The randomized, controlled study was due to continue until 2005, but researchers ended it three years early after finding the combination appears to slightly boost the chances of developing breast cancer. It was thought that hormone replacement therapy (HRT) might help prevent heart attacks and strokes in postmenopausal women, but the government-funded research suggests the drugs don't do that either.

The National Heart, Lung and Blood Institute sponsored the study as part of a larger project called the Women's Health Initiative. The latest results appear online in the July 9 issue of the Journal of the American Medical Association.

"We never had good data that (HRT) prevented heart attacks or strokes, but people extrapolated based on some mechanisms," said McMaster University's Dr. Salim Yusuf, who is on the monitoring board that recommended the study be stopped.

"Now we know those preliminary studies were wrong and this is the first definite study to test it and provide conclusive evidence," Yusuf added.

The data mean that among 10,000 women, there would be seven more women with coronary heart disease events (compared to the placebo group), eight more breast cancer cases, eight more strokes, and 18 more women with blood clots. On the plus side, there would be six fewer cases of colorectal cancer and five fewer hip fractures.

Although the increased risk is relatively small for individual women, the results are significant when you count up how many women could be taking HRT. Don't panic but see your doctor.

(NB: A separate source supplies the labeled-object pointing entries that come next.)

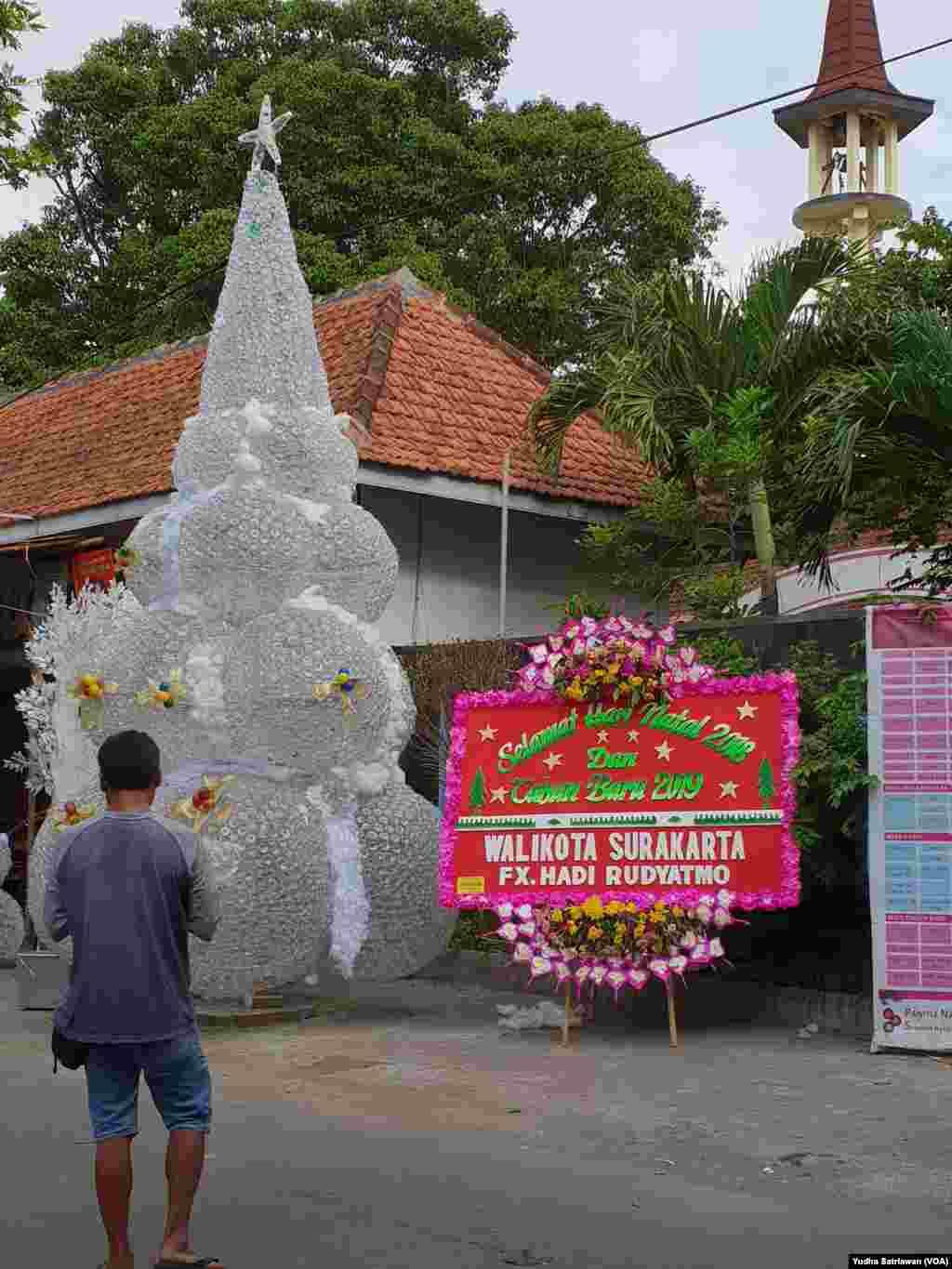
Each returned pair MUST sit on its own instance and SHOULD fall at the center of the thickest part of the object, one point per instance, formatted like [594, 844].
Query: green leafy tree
[18, 160]
[765, 786]
[478, 791]
[399, 155]
[878, 453]
[709, 388]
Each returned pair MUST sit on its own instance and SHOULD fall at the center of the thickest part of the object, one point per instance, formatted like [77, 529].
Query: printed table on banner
[910, 827]
[549, 802]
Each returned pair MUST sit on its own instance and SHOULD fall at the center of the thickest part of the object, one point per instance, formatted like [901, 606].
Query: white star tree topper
[264, 136]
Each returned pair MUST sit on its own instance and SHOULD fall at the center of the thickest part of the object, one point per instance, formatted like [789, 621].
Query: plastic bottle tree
[250, 655]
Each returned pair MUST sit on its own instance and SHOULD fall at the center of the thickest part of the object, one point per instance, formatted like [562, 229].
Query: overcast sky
[709, 58]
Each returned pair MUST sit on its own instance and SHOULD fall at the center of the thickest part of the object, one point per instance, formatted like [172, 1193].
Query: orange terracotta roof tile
[851, 49]
[430, 389]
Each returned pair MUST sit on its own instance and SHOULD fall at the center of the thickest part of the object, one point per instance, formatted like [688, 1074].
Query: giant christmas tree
[246, 649]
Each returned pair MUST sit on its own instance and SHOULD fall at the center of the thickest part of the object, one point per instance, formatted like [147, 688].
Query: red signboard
[549, 802]
[93, 569]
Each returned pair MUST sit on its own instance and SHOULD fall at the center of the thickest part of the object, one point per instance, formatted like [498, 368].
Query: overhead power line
[129, 325]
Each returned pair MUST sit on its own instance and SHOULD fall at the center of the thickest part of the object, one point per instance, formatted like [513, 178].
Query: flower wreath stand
[619, 945]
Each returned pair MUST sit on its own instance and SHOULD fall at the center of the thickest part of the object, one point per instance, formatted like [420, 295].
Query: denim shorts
[176, 1071]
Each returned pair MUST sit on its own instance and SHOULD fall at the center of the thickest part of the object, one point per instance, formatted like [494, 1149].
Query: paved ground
[406, 1132]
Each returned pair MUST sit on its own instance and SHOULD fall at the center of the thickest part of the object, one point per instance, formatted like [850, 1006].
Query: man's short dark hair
[129, 760]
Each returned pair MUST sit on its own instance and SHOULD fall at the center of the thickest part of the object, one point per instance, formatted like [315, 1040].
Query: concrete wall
[450, 556]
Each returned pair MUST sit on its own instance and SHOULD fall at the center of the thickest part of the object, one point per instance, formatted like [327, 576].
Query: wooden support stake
[671, 1011]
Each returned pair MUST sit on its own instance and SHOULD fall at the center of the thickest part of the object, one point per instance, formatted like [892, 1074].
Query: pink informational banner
[909, 663]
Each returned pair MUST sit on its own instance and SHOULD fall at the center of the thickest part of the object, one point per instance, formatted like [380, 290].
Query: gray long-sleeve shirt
[128, 891]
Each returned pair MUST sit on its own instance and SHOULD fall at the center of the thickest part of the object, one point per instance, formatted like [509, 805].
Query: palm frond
[566, 399]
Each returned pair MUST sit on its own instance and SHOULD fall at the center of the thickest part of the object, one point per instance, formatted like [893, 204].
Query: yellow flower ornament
[205, 806]
[70, 815]
[90, 691]
[163, 695]
[346, 688]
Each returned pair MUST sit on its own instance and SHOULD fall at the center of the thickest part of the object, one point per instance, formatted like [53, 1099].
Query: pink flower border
[760, 684]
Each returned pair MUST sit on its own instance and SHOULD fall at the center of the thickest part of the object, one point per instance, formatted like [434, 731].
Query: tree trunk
[763, 545]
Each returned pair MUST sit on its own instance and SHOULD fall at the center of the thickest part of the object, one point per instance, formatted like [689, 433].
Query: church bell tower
[852, 129]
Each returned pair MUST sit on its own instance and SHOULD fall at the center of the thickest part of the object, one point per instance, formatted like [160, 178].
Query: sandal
[204, 1262]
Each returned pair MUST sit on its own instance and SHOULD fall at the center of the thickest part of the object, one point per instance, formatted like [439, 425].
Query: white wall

"The bottom line is that estrogen plus progestin is not a viable option to prevent chronic disease," said Dr. Gerardo Heiss, professor of epidemiology at the University of North Carolina at Chapel Hill School of Public Health. Heiss is a member of the Women's Health Initiative steering committee.

An editorial accompanying the study was more definitive. "The study provides an important answer for generations of healthy postmenopausal women to come who do not use estrogen/ progestin to prevent chronic disease," wrote Dr. Suzanne Fletcher of Harvard Medical School.

The study looked at PremPro (called PremPlus in Canada), the most popular estrogen progestin combination. But scientists don't know whether the results would apply to lower-dose pills, skin patches or estrogen-only therapies in women who have had their uterus removed.

Investigators say an estrogen-only study on women who've had hysterectomies should be completed in 2005. The study's authors say women taking estrogen long after menopause shouldn't panic, but they should talk to their doctors about easing themselves off the drugs. For women who are just entering menopause and are bothered by the symptoms, they should plan to stay on the drugs for only a few years.